Betsey Neyes testifies, that during that time the complainant said to her, “I shall die! shall I not?” The witness replied, “I guess not,” or, “I hope not.” The complainant then said, “ If I die, I have one thing to comfort me: I have told the truth, and he ha’n’t.” This, the witness says, she repeated a number of times before the child was born.
These words, the mother, Rodimon, testifies that the complainant said to her in substance : “Oh! dear mother! I do n’t think I shall live. But I have one thing to comfort me; I have told the truth, whether I die or live, and Warren hasn’t.” There is evidence tending to discredit this witness. She appears to have said, upon one occasion, that she did not hear her daughter name the defendant during her travail; and the witness who swears to that, did not hear the complainant speak of the defendant as the father of the child, although present nearly all the time of the labor. Did she hear what -was said to Betsy *438Keyes ? Some inducements appear, moreover, to have been presented to the mind of the mother, to deny that her daughter had accused the defendant. A hope was held out that he might be soothed into measures for the benefit of the young woman. And the woman (Hicks) who has testified to the facts, appears to have been sent to watch for admissions.

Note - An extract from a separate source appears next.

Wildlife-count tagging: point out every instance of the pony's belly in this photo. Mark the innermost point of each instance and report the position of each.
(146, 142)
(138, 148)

On the whole, the evidence that is relied on to impeach the testimony of the mother, is itself a fair subject of some distrust.
But supposing her testimony to have been inaccurate, so far as it differed from that of Mrs. Keyes, and that the name of the defendant was not spoken, is there not fair ground to presume that the party referred to by the complainant was the defendant ? It is fair to presume that when she consoled herself in the prospect and apprehension of death, with having spoken the truth, she might have referred to a subject having some connection with her condition at the moment; and in saying that some man had not spoken the truth, she may have referred to the only party who appears to have brought his statements in conflict with her own, on the subject to which it related. It would hardly have made the case plainer if she had used the defendant’s name, as testified by Rodimon, instead of the personal pronoun, according to the testimony of Keyes. In either case her declaration would have to derive its interpretation from surrounding and antecedent circumstances and events.
On the evidence, therefore, we are satisfied that the complainant intended, by what she said, that she had told the truth in swearing to her complaint, and that the party gainsaying her had not done so; and that no other party than the defendant could have been intended, since he alone by his plea had disputed her assertion. The witness is therefore competent.